Pakistan’s capitulation to extremists sets a dangerous precedent

Posted: Thu, 7th Dec 2017 by Basit Mahmood

Pakistan's government, military and opposition parties have given in to the demands of a fundamentalist mob. Basit Mahmood says this is a blow to those who wish to remain true to the secular vision of Pakistan's founder.

"You are free; you are free to go to your temples. You are free to go to your mosques or to any other places of worship in this State of Pakistan. You may belong to any religion, caste or creed—that has nothing to do with the business of the state."

Those were the words of Muhammad Ali Jinnah, the founder of Pakistan, whose secular vision for Pakistan has just received its final nail in the coffin.

Pakistan's government, military and opposition parties have capitulated to a campaign spearheaded by a religious cleric named Khadim Husain Rizvi, leader of the hard line Tehrik-e-Labaik Pakistan party. Rizvi has previously praised Mumtaz Qadri, the bodyguard of the governor of Punjab province who gunned down his own boss, for daring to challenge the blasphemy laws that are routinely used to persecute religious minorities in Pakistan. He has also paid tribute to Tanveer Ahmed, a man convicted over the sectarian killing of Glasgow shopkeeper Asad Shah.

The latest turmoil occurred after a change in the wording of an electoral oath for lawmakers, which in the eyes of the protestors had been done to appease religious minorities. In spite of the government issuing an immediate reversal, religious hardliners sensed their opportunity to further extend and entrench their influence in a state already grappling with religious extremism and one where politicians and civil society are under constant attack by hard-line groups.

The frenzied mobs attacked the houses of politicians, demanded the resignation of the law minister and got what they wanted. The army that often likes to portray itself as a neutral arbiter between the government and ordinary Pakistanis, showed once more its lacklustre approach for dealing with religious hardliners in the country. Instead of following the orders of the executive, the role assigned to it by the constitution, it decided to appoint itself mediator and helped broker the deal that saw Zahid Hamid, Pakistan's law minister, resign.

Those (including opposition parties) who supported such calls, either out of pure self-interest or because they genuinely believe in the ideal of establishing a theocracy in Pakistan, should learn from the lessons of the past. Those who create and unleash monsters may not be able to control them. Despite the government giving in to demands, the protests continued, with some demanding the resignation of the entire government. Where will it end?
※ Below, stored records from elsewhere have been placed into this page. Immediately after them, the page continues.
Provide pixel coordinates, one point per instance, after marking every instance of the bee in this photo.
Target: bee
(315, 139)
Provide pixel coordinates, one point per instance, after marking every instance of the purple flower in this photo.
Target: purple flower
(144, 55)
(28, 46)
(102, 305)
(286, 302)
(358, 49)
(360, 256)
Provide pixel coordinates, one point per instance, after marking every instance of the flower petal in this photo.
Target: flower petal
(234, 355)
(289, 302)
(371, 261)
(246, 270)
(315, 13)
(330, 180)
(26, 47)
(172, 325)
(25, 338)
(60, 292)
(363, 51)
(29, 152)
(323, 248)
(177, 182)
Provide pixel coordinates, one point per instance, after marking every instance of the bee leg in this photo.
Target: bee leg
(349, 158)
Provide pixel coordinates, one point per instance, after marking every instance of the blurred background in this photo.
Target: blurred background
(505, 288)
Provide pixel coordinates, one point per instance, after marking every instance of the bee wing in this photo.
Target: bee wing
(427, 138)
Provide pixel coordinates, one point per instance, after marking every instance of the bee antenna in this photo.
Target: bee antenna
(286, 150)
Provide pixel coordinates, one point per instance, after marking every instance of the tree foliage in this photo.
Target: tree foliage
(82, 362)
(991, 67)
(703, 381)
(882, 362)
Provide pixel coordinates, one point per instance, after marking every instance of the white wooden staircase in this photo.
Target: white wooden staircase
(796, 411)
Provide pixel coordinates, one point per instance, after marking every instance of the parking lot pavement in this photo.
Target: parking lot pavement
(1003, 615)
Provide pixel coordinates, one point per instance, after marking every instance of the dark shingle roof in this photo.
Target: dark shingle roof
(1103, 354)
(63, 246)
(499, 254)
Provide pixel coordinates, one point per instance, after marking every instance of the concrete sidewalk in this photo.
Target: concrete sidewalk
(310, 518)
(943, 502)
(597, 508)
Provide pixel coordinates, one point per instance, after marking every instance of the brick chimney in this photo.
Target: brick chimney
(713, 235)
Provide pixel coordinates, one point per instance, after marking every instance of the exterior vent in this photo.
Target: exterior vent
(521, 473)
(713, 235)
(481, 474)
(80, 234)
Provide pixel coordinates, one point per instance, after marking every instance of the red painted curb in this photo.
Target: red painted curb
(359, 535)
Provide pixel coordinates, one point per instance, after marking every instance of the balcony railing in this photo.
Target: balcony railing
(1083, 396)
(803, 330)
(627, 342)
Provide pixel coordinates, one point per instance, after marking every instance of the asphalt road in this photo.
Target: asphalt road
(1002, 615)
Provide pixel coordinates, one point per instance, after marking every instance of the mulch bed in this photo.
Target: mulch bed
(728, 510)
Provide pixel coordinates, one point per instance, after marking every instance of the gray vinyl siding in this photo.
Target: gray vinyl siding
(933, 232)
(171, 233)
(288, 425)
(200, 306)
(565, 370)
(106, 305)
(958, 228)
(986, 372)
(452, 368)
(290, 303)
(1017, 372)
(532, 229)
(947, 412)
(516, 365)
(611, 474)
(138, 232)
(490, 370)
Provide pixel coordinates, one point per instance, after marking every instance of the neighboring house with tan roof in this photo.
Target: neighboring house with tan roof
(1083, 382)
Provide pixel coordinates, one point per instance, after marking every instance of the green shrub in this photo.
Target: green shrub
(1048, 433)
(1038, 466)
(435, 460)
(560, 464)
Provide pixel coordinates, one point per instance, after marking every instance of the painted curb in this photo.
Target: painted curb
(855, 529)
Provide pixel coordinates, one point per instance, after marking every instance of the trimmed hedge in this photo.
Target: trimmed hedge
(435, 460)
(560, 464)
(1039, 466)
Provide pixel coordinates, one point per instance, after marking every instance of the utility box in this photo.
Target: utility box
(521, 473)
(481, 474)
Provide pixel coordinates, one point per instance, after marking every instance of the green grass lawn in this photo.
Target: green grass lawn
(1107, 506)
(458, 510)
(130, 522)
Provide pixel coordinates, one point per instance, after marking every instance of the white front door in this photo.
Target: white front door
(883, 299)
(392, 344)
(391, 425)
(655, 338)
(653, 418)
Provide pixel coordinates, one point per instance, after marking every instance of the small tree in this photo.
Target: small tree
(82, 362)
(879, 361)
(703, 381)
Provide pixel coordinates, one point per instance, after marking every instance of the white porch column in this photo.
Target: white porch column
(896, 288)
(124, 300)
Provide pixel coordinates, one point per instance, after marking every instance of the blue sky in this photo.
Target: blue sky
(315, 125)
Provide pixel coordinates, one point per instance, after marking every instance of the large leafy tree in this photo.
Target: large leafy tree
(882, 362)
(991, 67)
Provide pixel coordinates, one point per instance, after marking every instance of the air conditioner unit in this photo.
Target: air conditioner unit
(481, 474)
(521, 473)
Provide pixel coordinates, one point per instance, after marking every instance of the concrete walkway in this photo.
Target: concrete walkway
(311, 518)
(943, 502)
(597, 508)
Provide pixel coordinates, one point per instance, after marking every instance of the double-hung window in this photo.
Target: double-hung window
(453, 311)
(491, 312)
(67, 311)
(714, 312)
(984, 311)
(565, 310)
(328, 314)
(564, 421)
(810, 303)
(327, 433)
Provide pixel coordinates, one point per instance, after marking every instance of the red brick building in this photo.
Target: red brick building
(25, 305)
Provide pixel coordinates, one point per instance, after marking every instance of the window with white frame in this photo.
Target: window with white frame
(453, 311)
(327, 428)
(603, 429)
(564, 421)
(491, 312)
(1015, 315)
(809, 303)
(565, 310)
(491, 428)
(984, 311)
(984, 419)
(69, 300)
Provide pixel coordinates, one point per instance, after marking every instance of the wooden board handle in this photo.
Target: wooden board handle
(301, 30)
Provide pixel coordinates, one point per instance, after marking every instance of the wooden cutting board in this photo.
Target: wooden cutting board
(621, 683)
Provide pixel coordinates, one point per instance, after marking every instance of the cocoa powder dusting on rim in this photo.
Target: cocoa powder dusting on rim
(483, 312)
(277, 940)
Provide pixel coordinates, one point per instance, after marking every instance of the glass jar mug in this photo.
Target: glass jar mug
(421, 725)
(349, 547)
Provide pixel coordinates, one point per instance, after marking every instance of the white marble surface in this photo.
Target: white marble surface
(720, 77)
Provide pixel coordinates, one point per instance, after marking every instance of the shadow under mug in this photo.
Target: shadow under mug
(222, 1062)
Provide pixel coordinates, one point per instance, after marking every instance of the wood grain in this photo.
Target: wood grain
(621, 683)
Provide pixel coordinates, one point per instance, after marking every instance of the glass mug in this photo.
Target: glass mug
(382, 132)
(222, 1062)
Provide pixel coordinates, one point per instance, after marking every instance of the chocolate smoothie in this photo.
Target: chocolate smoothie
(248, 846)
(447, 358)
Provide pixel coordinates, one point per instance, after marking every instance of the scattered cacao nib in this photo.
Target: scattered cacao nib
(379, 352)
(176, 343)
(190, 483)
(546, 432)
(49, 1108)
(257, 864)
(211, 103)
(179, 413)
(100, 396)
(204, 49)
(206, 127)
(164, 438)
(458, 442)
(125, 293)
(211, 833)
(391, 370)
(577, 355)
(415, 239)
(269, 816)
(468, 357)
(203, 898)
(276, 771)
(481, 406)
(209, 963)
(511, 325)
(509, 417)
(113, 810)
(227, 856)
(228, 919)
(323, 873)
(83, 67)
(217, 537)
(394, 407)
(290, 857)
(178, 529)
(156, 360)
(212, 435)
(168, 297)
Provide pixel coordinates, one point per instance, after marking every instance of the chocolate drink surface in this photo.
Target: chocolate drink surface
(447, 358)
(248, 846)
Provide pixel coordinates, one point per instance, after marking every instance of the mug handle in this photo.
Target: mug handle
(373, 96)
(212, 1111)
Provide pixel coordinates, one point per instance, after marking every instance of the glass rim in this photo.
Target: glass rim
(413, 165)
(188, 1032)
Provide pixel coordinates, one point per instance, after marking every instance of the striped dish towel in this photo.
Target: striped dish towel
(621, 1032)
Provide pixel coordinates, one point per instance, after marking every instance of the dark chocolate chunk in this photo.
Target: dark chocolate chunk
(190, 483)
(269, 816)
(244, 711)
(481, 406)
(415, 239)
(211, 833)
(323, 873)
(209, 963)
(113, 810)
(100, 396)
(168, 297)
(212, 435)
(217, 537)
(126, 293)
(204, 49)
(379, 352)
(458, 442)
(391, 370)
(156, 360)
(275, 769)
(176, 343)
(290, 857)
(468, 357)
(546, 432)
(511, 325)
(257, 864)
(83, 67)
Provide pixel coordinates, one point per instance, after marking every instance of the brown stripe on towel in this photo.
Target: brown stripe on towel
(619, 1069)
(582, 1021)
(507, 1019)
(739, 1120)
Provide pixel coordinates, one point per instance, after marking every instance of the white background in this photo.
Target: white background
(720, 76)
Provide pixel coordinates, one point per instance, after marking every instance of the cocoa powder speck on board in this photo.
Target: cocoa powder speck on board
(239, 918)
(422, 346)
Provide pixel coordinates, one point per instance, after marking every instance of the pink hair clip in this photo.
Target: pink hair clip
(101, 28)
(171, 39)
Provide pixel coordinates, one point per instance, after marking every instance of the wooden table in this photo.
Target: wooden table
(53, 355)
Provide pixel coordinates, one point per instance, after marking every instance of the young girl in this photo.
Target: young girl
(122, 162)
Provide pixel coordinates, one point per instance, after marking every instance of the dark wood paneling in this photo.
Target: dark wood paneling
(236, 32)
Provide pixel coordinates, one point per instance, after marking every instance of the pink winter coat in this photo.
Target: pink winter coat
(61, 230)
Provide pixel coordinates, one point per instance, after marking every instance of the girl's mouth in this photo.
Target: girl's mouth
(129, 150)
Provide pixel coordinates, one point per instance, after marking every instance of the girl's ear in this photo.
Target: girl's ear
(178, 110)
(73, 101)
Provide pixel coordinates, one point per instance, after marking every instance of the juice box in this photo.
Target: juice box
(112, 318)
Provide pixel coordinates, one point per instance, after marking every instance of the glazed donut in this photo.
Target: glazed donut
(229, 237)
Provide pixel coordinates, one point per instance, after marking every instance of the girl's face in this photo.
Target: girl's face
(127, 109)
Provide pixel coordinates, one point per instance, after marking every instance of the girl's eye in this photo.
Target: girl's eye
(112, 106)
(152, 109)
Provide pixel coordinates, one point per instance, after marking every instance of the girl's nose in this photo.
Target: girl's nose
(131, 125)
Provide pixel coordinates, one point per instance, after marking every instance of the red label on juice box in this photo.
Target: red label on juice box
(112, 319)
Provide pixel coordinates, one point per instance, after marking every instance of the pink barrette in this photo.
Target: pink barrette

The implications that will follow from caving in to demands made by hard-line religious clerics are both dangerous and far reaching. For this event signals the end of the supremacy of the constitution and parliament in Pakistan. It means that unaccountable religious clerics will be able to make demands of the state with impunity and hold it to ransom, buoyed by their recent successes.

It is a blow to those who wish to remain true to the original vision of the founding father of Pakistan, a country based on secular values, religious freedom, the rule of law and tolerance. That a nation that is very much at the centre of the fight against extremism and religious intolerance, and one that has paid the heaviest of prices, should then surrender in the face of those who wish to push their hard-line interpretations into the mainstream is all the more insulting.

The only way out of this desperate situation is to implement the vision of Muhammad Ali Jinnah. He, as most great visionaries do, foresaw the troubles ahead given Pakistan's distinct ethnic and religious diversity, and wished for a secular Pakistan, in which religion and state were to be kept entirely separate. His untimely death allowed for civilian and military rulers who, in the absence of a national identity, have advanced their own competing visions of the state ever since. Religious groups along with civilian and military governments have sought to repackage Jinnah as an Islamic leader in order to increase support and legitimacy amongst Pakistani society and to match their anti-India rhetoric. It's about time however that Pakistan's political establishment stood up to the religious right and restored Pakistan to the secular state its founder intended it to be, without whom there would have been no independence movement.

The UK government should also use its influence with Pakistan to demand more be done to tackle religious intolerance, and make any future aid dependent on concrete measures taken to this effect. For now Pakistan has set a dangerous precedent, and who knows where it will end?